Archdiocese hosts Black Catholic Congress

Audrey Calhoun, a parishioner of St. Augustine Church, received Communion from Father Edmund Ani, a visiting priest at St. Bernard Church in Clementsville, Ky., during the Archdiocese of Louisville’s third Black Catholic Congress held Dec. 13 at the Flaget Center. (Photo Special to The Record by Clinton Bennett)
Audrey Calhoun, a parishioner of St. Augustine Church, received Communion from Father Edmund Ani, a visiting priest at St. Bernard Church in Clementsville, Ky., during the Archdiocese of Louisville’s third Black Catholic Congress held Dec. 13 at the Flaget Center. (Photo Special to The Record by Clinton Bennett)

By Jessica Able, Record Staff Writer

Nearly 350 people, including 75 young adults, attended the Archdiocese of Louisville’s third Black Catholic Congress Dec. 13 at the Flaget Center, 1935 Lewiston Drive.

The event was sponsored by the Office of Multicultural Ministry (OMM) and aimed to highlight “the new evangelization from an Africentric perspective while addressing the spiritual and human needs of the African diaspora,” an announcement from the OMM said.

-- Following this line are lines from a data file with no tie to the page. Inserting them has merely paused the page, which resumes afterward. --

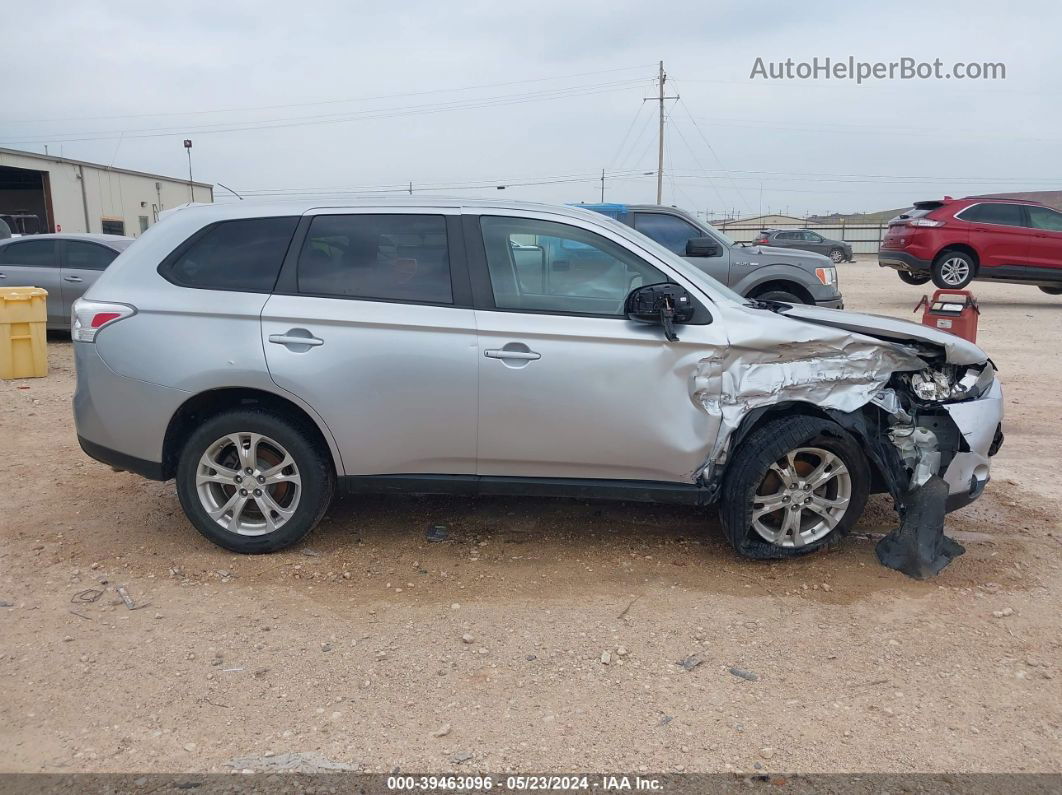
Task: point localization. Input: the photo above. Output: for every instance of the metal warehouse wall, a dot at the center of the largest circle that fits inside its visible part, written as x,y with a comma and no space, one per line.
108,194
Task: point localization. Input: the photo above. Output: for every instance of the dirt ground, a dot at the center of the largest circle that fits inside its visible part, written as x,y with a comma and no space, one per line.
375,649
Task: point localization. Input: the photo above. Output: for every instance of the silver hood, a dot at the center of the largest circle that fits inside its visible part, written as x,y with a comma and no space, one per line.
956,349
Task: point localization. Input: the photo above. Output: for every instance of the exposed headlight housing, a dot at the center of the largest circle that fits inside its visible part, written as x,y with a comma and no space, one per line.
937,385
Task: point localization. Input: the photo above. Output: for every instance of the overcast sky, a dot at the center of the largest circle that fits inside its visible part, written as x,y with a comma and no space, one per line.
542,96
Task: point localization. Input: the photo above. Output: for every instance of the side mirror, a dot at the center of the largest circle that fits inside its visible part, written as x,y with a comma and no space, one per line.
703,247
661,305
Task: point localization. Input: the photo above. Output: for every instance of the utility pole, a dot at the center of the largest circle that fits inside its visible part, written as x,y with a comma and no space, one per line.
661,80
191,185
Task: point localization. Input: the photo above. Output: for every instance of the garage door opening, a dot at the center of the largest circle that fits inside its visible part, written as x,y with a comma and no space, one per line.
24,201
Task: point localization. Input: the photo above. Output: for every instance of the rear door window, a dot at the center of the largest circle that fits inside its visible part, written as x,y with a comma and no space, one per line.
87,256
1044,218
991,212
32,253
243,255
377,257
669,231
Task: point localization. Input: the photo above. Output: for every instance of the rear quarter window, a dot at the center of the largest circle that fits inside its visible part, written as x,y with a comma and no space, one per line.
244,255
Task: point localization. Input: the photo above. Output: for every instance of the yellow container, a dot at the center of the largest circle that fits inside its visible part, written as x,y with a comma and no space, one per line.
23,341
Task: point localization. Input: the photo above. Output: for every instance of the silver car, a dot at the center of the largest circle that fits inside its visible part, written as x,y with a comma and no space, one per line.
65,265
269,356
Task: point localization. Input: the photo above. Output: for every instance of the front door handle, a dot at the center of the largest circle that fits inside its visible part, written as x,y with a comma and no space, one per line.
303,341
527,356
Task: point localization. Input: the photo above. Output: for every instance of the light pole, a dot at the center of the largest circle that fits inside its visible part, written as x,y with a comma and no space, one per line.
191,186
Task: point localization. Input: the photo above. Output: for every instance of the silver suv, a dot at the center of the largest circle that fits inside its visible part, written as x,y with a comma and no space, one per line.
268,356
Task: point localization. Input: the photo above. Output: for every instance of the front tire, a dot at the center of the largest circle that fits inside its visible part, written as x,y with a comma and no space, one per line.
912,278
794,485
254,482
953,270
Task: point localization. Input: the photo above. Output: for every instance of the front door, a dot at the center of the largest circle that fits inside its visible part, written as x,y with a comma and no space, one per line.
569,387
367,327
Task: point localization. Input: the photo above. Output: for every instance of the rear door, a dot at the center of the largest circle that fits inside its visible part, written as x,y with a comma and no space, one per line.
568,386
1045,245
35,263
371,324
997,232
673,232
83,261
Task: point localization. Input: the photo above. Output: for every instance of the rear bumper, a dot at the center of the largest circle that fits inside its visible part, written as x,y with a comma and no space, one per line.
903,261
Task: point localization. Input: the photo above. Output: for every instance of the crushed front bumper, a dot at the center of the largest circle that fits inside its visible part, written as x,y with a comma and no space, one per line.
980,424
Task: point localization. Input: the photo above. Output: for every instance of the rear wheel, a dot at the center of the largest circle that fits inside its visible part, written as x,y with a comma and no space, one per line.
794,485
912,278
953,270
253,482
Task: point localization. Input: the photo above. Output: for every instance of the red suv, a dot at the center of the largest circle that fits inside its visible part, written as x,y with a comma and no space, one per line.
954,241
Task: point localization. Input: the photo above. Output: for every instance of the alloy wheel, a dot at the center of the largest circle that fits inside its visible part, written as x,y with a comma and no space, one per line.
802,498
249,483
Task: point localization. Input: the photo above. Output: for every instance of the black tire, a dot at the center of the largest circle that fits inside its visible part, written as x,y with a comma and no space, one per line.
750,469
312,465
912,278
782,295
944,268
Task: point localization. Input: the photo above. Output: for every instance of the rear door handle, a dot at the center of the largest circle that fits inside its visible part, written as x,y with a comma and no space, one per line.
527,356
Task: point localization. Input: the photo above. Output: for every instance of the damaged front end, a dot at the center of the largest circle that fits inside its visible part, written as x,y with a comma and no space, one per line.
925,407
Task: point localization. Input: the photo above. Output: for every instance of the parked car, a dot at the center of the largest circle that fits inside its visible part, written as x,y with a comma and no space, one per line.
806,240
400,345
954,241
753,271
65,265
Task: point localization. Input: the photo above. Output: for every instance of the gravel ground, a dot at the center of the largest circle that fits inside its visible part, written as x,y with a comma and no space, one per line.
544,635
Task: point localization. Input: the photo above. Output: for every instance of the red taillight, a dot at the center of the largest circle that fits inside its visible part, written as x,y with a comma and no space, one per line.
101,317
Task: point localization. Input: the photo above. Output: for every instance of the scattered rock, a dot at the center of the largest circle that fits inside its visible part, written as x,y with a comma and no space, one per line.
742,674
690,662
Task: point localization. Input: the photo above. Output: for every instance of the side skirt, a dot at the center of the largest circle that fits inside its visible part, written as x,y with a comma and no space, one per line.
475,485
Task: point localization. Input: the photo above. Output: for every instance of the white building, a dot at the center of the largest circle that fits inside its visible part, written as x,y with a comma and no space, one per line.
60,194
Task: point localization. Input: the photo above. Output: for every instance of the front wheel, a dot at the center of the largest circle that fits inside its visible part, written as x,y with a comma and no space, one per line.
794,485
953,270
912,278
253,482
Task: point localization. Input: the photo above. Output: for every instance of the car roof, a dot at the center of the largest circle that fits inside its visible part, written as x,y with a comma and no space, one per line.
267,207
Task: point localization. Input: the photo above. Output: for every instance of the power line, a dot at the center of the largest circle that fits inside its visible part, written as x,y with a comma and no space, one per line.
332,119
326,102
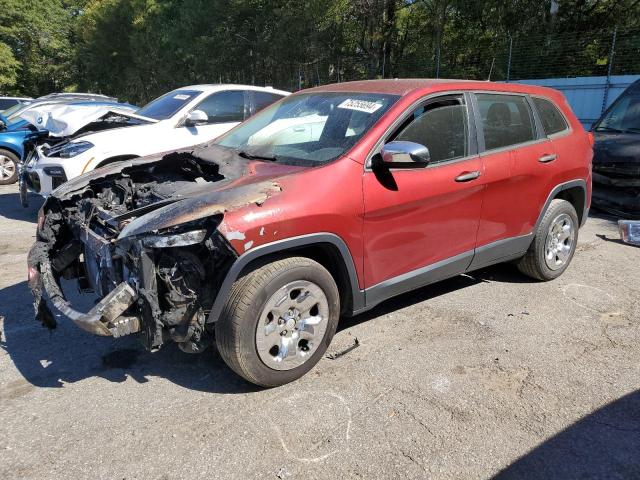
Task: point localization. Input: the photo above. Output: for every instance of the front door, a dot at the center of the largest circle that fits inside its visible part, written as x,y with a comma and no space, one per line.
420,224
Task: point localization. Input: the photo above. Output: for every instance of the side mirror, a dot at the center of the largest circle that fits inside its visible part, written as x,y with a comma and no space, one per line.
405,154
195,118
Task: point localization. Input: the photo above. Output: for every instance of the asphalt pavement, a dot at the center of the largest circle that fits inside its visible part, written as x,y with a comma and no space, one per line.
483,375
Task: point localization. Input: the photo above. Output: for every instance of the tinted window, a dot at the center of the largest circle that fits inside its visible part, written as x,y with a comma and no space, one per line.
168,104
552,119
441,126
7,102
264,99
624,116
506,120
223,107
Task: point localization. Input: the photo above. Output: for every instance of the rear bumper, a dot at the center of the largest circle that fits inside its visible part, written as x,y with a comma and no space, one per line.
105,318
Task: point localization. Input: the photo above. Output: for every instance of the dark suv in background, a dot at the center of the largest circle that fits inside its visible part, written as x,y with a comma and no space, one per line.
616,161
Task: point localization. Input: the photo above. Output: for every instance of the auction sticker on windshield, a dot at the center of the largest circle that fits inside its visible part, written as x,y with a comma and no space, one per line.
360,105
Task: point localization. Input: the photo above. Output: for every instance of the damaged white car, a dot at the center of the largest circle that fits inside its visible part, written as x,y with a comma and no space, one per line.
179,119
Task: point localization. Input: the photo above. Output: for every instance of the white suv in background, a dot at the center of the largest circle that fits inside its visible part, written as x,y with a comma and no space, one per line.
179,119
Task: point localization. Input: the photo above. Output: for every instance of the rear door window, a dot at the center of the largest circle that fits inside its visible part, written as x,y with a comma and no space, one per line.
552,120
506,120
624,116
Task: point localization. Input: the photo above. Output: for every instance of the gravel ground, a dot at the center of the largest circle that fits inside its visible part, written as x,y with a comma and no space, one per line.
481,375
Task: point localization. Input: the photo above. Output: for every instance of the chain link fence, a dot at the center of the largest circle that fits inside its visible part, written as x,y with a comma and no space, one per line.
513,57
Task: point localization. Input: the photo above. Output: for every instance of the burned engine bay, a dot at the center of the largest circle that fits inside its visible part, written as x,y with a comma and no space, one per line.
143,237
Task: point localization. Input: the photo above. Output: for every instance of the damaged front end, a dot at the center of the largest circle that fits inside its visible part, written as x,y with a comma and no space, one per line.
144,238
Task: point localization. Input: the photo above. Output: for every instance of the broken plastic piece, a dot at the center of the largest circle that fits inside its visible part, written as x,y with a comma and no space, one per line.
333,356
630,231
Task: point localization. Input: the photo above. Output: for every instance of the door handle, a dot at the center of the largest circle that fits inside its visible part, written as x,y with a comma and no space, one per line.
549,157
467,176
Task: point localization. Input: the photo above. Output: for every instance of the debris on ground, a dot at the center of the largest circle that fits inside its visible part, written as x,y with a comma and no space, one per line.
333,356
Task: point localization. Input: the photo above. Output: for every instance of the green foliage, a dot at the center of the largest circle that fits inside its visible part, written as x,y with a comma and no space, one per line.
138,49
8,68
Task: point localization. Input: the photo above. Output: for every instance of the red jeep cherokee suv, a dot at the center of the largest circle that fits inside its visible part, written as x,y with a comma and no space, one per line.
324,204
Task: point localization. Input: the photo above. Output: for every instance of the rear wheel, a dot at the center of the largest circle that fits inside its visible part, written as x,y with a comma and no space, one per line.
554,243
278,321
8,167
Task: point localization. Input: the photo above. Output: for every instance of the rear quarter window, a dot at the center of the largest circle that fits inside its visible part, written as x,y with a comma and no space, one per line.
552,120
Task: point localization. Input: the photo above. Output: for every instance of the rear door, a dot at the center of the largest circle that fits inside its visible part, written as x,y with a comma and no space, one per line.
424,217
517,161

The all-day event featured a number of workshops on topics such as spirituality, evangelization, ministering with youth and families, leadership development and vocations. There was also separate programming designed for youth.

Archbishop Joseph E. Kurtz celebrated Mass for the congress participants and told those gathered at the congress they were called to attend for a reason.

“Christ needs those who are at this congress. We need African-American Catholics who do not boast of themselves but of the Lord,” he said in an interview following the congress.

Archbishop Kurtz noted that it has been 50 years since the historic Civil Rights Act of 1964. A lot has been accomplished in the half of a century since, he said, but there is still more work to do.

He also spoke of the new Catholic Elementary School Plan, which was announced last November. The plan aims to make Catholic school education more accessible to families in need.

Representatives of parishes in West Louisville, where there are no Catholic schools, met with leaders from the archdiocese and the Catholic Education Foundation (CEF) to give advice and input as the plan was being formed, M. Annette Mandley-Turner, executive director of the OMM, said in an interview following the congress.

Archdiocesan and CEF leaders plan to host a follow-up meeting in the West End later this month to discuss details of the plan’s financial options with parents who are interested in sending their children to Catholic schools, Turner said.

The archbishop also noted that the African-American community within the archdiocese has a long-standing — and important — tradition of calling forth capable leaders.

In order to prepare for the future of the black Catholic church, he said, leaders within the black community need to continue to call forth new individuals to take up leadership roles.

Turner said that based on the feedback she’s received, congress attendees felt a renewed sense of purpose.

“They left with a sense of ‘I still have gifts to share with the church,’ ” she said.

Other speakers included Redemptorist Father Maurice J. Nutt; Father John T. Judie; Dr. Kathlene Dorsey Bello, a liturgist and scholar in black spirituality; and Dr. Tyrone Powers, an author.

Several local delegates to the 2012 National Black Catholic Congress XI also spoke.